Stella Nair, associate professor of art history, has been recognized with a 2021-2022 research excellence award by the UCLA Center for the Study of Women. Nair was honored for her current book project, “Shelter, Shrine, and Prison: The Acllauasi and Other Spaces for Women in the Inca Empire,” which re-examines the built environment of the Inca Empire as it pertained to gender.

This research will be the first in-depth study of the acllauasi, which translates to “house of the chosen women,” and of female space in the Inca Empire, confronting long-held paradigms about the history of Inca architecture and gender in Andean spaces.

Nair’s scholarship focuses on the built environment of Indigenous communities in the Americas. Trained as an architect and architectural historian, Nair has conducted fieldwork in Bolivia, Mexico, Peru and the United States, with ongoing projects in the south central Andes.

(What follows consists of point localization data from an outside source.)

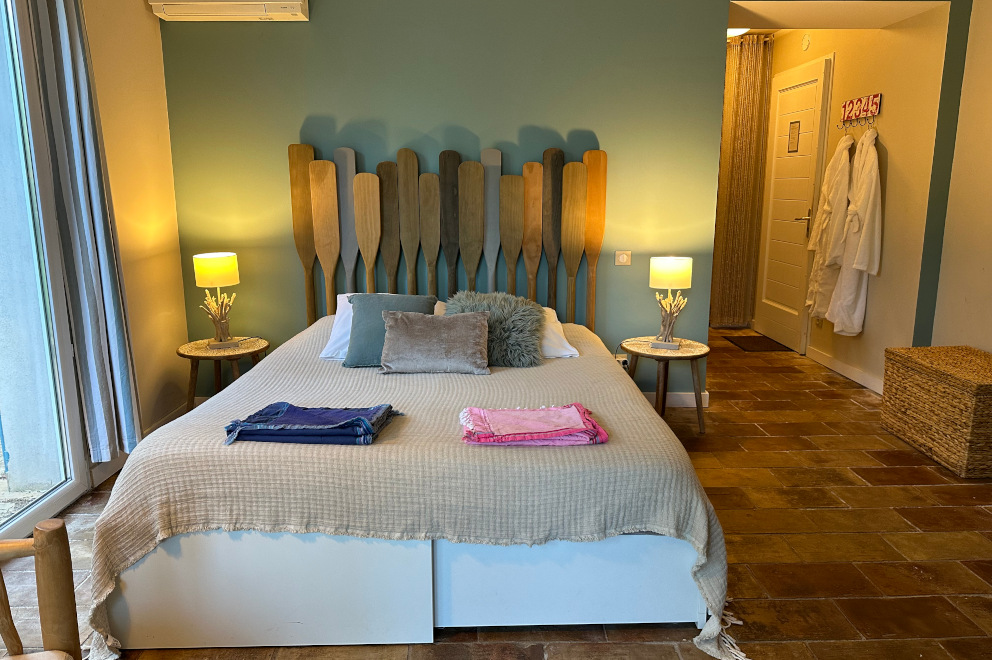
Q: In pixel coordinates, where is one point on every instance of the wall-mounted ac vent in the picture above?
(230, 10)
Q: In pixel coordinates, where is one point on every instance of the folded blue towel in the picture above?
(284, 422)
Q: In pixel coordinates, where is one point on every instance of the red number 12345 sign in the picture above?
(866, 106)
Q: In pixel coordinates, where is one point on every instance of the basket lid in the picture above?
(968, 365)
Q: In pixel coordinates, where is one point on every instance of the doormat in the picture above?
(756, 343)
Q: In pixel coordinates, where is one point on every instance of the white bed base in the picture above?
(227, 589)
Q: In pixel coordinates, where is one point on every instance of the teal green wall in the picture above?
(641, 79)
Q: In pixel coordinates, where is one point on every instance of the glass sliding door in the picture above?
(42, 468)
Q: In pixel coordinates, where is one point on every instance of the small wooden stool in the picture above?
(690, 350)
(194, 351)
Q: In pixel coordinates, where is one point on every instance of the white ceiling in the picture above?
(825, 14)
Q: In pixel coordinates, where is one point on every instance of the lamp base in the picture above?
(221, 345)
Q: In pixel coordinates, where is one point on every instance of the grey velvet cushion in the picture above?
(424, 343)
(368, 331)
(515, 326)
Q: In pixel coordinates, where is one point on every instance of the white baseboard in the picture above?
(103, 471)
(680, 399)
(165, 419)
(873, 383)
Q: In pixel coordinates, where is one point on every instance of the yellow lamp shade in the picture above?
(671, 272)
(216, 269)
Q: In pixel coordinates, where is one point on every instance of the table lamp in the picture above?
(670, 273)
(217, 269)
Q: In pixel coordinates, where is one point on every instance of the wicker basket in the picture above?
(939, 399)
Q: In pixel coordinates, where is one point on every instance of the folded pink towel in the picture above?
(556, 425)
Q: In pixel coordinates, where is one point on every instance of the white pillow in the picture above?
(337, 345)
(553, 342)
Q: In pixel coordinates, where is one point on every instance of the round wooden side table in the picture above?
(194, 351)
(690, 350)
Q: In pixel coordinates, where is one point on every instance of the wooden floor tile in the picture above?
(764, 521)
(977, 608)
(924, 578)
(900, 476)
(759, 548)
(918, 649)
(975, 648)
(778, 651)
(971, 495)
(750, 459)
(650, 632)
(785, 620)
(737, 477)
(882, 496)
(899, 458)
(843, 442)
(941, 545)
(924, 617)
(842, 547)
(731, 497)
(608, 652)
(741, 583)
(858, 520)
(837, 458)
(792, 498)
(834, 580)
(948, 519)
(817, 477)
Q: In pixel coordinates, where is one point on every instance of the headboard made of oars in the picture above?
(467, 210)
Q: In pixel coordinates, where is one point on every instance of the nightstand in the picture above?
(194, 351)
(690, 350)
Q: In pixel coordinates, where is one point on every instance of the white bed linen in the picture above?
(418, 480)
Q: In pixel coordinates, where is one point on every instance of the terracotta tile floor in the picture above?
(844, 543)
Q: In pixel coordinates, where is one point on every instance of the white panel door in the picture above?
(793, 170)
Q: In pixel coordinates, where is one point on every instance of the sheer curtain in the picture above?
(742, 171)
(102, 351)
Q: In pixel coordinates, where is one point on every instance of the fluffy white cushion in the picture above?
(337, 345)
(553, 342)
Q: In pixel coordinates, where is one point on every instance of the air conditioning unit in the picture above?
(230, 10)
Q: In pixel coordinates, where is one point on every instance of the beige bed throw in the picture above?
(418, 480)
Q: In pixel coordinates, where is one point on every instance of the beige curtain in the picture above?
(742, 172)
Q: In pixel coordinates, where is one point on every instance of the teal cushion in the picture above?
(368, 330)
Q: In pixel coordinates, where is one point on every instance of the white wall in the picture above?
(905, 63)
(964, 298)
(126, 52)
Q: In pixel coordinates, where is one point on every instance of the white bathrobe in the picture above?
(826, 239)
(862, 241)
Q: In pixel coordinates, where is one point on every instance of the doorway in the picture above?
(856, 49)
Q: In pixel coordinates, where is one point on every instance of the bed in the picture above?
(258, 544)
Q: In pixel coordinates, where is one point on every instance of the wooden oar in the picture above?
(300, 157)
(595, 161)
(430, 226)
(554, 162)
(573, 228)
(448, 182)
(389, 244)
(492, 161)
(471, 227)
(406, 171)
(533, 219)
(511, 225)
(368, 223)
(344, 161)
(326, 233)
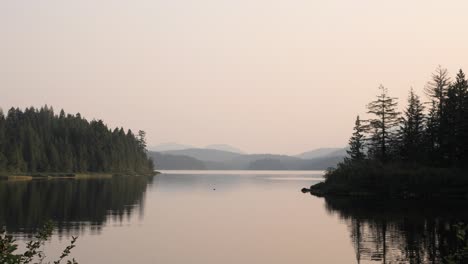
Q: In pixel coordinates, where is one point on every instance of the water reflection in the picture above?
(71, 204)
(402, 232)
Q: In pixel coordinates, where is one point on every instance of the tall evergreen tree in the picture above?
(356, 142)
(383, 126)
(411, 131)
(437, 91)
(457, 103)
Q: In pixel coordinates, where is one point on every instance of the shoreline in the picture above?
(76, 176)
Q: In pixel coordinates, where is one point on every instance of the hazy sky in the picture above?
(262, 75)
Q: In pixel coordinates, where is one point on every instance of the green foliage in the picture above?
(34, 252)
(37, 140)
(421, 155)
(411, 131)
(356, 142)
(382, 126)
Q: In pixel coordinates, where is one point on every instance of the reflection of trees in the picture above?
(72, 204)
(401, 232)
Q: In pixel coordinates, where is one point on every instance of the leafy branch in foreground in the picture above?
(8, 248)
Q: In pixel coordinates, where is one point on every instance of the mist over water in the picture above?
(226, 217)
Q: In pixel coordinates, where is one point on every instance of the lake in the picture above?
(206, 217)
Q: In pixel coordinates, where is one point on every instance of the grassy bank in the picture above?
(393, 180)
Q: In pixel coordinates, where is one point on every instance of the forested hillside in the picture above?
(38, 140)
(422, 152)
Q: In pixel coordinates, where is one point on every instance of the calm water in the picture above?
(227, 217)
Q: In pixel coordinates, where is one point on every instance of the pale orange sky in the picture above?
(265, 76)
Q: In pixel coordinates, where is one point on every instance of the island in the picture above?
(421, 153)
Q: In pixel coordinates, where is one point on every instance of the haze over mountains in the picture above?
(174, 156)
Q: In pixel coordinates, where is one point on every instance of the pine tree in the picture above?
(458, 103)
(411, 131)
(356, 142)
(437, 91)
(383, 126)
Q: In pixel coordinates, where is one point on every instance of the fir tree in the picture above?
(412, 128)
(383, 125)
(356, 142)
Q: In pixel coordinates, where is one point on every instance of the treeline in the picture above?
(38, 140)
(421, 152)
(432, 133)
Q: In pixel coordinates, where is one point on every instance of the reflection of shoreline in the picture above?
(401, 231)
(71, 204)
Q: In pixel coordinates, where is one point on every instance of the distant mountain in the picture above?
(175, 162)
(214, 159)
(225, 147)
(169, 146)
(323, 152)
(205, 154)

Nair directs the Andean laboratory and the architecture laboratory at the UCLA Cotsen Institute of Archaeology. She also advises the Andean working group, which brings together Andean specialists in the greater Los Angeles region to share research. Along with history professor Kevin Terraciano, the Dr. E. Bradford Burns Professor in Latin American Studies, Nair advises the indigenous material and visual culture reading group, which joins students and faculty working on indigenous material culture from 1450 through 1850.

Jointly established with the UCLA Institute of American Cultures, the awards are given to associate professors whose research address questions important to the fields of critical race and postcolonial studies and/or gender, sexuality and ethnic studies.